Tem sido notório que as mudanças climáticas no planeta estão cada vez mais extremas: temperaturas batendo recordes, enchentes, secas, ciclones onde não havia; enfim, os sinais são muito claros.
Por mais que alguns neguem, esses eventos são consequência direta da ação predatória do ser humano no meio ambiente. E as cidades são o principal palco desse drama vivido na pele atualmente pelas pessoas.
Tudo em seu tempo
Sempre que analisamos essas questões, é importante contextualizarmos os fatos em seus devidos tempos. Na cidade de São Paulo, por exemplo, temos o problema recorrente das enchentes, causadas pela urbanização predatória das várzeas dos rios.
Contudo, devemos lembrar que essa ocupação ocorreu como forma de conter as epidemias, principalmente de doenças transmitidas por mosquitos, que se reproduzem nas águas paradas das várzeas, sendo a iniciativa mais importante o Plano de Avenidas de Prestes Maia, da década de 1930.
Apenas mais recentemente, com as poderosas ferramentas de análise que dispomos, compreendemos com clareza que a poluição dos rios, causada pelo crescimento exponencial da população, foi o vilão oculto desencadeador das epidemias passadas.
Sem dados e ferramentas adequadas era muito difícil entender esses fatos e transformações estando imerso nos acontecimentos.
O que hoje se pode fazer para mitigar os efeitos das mudanças climáticas no âmbito das cidades?

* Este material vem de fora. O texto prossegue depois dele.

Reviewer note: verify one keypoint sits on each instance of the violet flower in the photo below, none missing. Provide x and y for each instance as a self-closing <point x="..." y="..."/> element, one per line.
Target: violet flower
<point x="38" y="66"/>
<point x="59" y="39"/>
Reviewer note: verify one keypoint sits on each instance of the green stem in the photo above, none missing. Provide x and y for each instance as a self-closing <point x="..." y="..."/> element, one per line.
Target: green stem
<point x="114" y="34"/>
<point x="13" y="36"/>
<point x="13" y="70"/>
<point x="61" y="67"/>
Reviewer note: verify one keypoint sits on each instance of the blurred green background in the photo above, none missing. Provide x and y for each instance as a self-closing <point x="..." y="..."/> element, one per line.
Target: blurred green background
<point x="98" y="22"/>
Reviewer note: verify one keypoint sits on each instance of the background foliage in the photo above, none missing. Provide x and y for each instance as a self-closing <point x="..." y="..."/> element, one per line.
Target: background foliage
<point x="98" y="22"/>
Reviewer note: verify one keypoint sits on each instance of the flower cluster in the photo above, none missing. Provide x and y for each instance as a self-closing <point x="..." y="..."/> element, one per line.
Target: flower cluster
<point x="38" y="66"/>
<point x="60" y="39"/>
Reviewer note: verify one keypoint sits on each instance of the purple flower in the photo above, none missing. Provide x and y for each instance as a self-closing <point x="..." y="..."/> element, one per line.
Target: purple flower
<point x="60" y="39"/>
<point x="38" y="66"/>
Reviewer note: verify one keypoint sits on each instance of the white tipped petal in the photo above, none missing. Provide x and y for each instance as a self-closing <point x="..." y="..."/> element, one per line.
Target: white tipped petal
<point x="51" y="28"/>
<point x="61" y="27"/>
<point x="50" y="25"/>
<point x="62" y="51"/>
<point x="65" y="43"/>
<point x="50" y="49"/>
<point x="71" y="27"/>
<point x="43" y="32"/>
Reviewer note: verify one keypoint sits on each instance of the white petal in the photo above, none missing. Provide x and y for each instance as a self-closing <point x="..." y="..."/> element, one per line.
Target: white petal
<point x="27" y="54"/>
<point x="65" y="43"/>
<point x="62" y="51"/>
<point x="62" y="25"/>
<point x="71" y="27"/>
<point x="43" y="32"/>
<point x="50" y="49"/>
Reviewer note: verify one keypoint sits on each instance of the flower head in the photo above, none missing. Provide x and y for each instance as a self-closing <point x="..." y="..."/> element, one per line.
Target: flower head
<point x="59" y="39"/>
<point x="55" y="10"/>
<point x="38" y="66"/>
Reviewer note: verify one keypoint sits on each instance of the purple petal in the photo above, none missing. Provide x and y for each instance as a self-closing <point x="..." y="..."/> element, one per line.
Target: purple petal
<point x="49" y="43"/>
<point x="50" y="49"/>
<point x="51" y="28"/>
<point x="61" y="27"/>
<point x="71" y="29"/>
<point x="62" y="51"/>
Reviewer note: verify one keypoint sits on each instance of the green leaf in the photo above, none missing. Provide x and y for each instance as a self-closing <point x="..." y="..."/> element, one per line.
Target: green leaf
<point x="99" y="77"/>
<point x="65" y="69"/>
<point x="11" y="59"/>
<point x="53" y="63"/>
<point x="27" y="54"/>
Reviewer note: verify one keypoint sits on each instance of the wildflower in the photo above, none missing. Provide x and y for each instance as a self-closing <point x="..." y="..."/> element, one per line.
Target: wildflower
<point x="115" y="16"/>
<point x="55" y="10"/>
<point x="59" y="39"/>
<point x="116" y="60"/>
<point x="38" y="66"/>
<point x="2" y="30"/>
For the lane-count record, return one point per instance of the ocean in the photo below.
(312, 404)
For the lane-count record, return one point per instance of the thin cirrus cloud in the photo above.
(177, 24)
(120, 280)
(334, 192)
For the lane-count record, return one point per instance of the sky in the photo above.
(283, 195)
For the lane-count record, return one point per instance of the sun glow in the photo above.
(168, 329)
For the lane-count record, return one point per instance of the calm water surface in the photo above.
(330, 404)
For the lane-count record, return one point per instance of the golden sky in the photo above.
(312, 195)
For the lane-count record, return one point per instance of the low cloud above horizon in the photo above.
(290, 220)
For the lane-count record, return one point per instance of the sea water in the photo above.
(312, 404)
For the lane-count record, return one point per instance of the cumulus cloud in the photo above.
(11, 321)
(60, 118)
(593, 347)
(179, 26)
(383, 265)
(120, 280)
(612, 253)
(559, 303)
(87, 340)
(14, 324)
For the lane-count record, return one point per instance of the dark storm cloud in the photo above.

As cidades que resultaram desse processo histórico se tornaram densamente construídas e impermeabilizadas. Elas, além de representar perigosas ilhas de calor, são verdadeiras potencializadoras de enchentes, na medida em que seguem canalizando ou enterrando seus córregos e rios. A cada verão, quando o regime de chuvas é mais intenso, as águas, além de buscar recuperar seu antigo espaço, não penetram no solo.
Os dados que possuímos hoje nos mostram que políticas de arborização urbana são essenciais, mas insuficientes para contornar a situação.
Na década de 1990, o professor de Harvard, Arquiteto Paisagista e decano da prestigiada Universidade de Pequim, Yu Kungjian idealizou o conceito de “cidades esponjas”, que estabelece que conviver com a água é melhor do que combatê-la.
A tese se baseia em três estratégias: uso intensivo de lagoas, para conter a água na origem; rios naturalizados, com margens vegetadas, para conter a velocidade da água e fomentar o lazer e a vida ao ar livre, e áreas de deságue desocupadas (lagos, rios ou foz junto ao mar), e sem construções.
Atualmente, existem centenas de iniciativas dessas construídas e em construção, em sua maioria na China. A questão que permanece é a viabilidade do conceito em áreas já densamente ocupadas, tendo em vista os custos da reorganização dos espaços urbanos e potenciais desapropriações. Será um assunto que se colocará inevitavelmente perante nós.
E quanto às construções?
No Brasil, ainda nos dias de hoje, persistem métodos de construção arcaicos, ineficientes e pesadamente danosos ao meio ambiente. Dos prédios de moradia popular aos edifícios mais sofisticados, pouca coisa muda essencialmente: bloco sobre bloco, formas de madeira para estrutura (que são descartadas após o uso) além da inexistência de preocupações quanto ao desempenho térmico do edifício.
Para suportar melhor as altas temperaturas, existem há décadas as fachadas duplas (ou ventiladas) que amenizam o ganho de calor para o interior dos apartamentos e representam uma grande economia de energia para os futuros proprietários. Só não são utilizadas em edificações residenciais devido ao seu alto custo de execução.
Tecnologias baseadas no reaproveitamento de madeira, como a Madeira Lamelada Colada (MLC), têm aparecido com força nas edificações, mas ainda também com custo mais elevado.
Técnicas tradicionais baseadas no uso da terra como elemento de construção vêm igualmente ganhando espaço, principalmente em residências, e dependem de ser adaptadas para uso em maior escala.
Essas duas últimas técnicas, em especial, apresentam inclusive baixíssima pegada de carbono, acarretando menor impacto ambiental durante a construção.
A lacuna sobre o tema vem sendo preenchida por diversos grupos de pesquisa nas principais universidades do país, com destaque para aqueles conduzidos pelo LABAUT da Faculdade de Arquitetura e Urbanismo da Universidade de São Paulo.
Um projeto consciente faz toda a diferença
Seja no prédio ou na cidade, na arquitetura, no paisagismo ou no urbanismo, o tema das mudanças climáticas deve obrigatoriamente ser incorporado desde o início dos projetos, como fio condutor das ações e estratégias a serem utilizadas.
Estratégias básicas de orientação solar, ventilação cruzada e uso de materiais mais adequados sempre fizeram a diferença. Arquitetos, empreendedores, consumidores e autoridades conscientes certamente farão a diferença para as futuras gerações.